From what colleagues had told him, Fortune imagined that social media was created so that people with frivolous and inconsequential lives had a platform to air them, because, understandably, traditional media didn’t care what you’d just eaten for dinner or if your rabbit had had a leg amputated; nor was it in a hurry to publish it. Looking at the posts on his daughter’s page, he thought they were probably right. Photos of nights out, links to articles about weight loss and celebrity scuttlebutt, invitations to parties and openings, videos of animals doing apparently cute things. He scrolled down through them impatiently until he realized he wasn’t going to find anything of interest there. Instead he moved to the top of the page, found Friends, opened it up. There were a lot of them, all young, all pictured, it seemed, in nightclubs with their mouths wide open, grinning, laughing, having fun. Fun. That was something he hadn’t contributed to Sophie’s life. What a waste, what a terrible, miserable, inexcusable waste.
He stopped at a shot of a man, the Statue of Liberty behind him. Josh MacDonald. Born 23 May 1987. Went to school in Bournemouth. University of London, UCL. Works as a DOP – Fortune had to check that one: director of photography.
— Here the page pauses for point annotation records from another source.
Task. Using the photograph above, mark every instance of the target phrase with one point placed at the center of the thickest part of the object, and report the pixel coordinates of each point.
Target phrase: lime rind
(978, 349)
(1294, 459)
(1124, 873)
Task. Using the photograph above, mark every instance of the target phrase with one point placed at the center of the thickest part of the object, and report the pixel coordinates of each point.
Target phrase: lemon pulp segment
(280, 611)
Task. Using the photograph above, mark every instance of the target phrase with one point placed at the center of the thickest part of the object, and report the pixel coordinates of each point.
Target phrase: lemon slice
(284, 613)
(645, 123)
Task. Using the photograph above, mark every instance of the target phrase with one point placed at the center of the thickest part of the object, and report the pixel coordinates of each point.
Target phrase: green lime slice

There were photos of him on set, behind a camera, on a beach, in a club, a bar, arms around friends, smiling, raising a drink. He had long blond hair and was good-looking. Josh MacDonald. This was the man his daughter believed she loved? Well. He felt a ludicrous jealousy, some atavistic stirring, that she should have been besotted with a man so unlike him, with qualities so different. No, not different: better. Outgoing, creative, adventurous, generous, gregarious. Everything Fortune wasn’t. He sighed as he gazed at the shots of his daughter’s lover. What had gone wrong?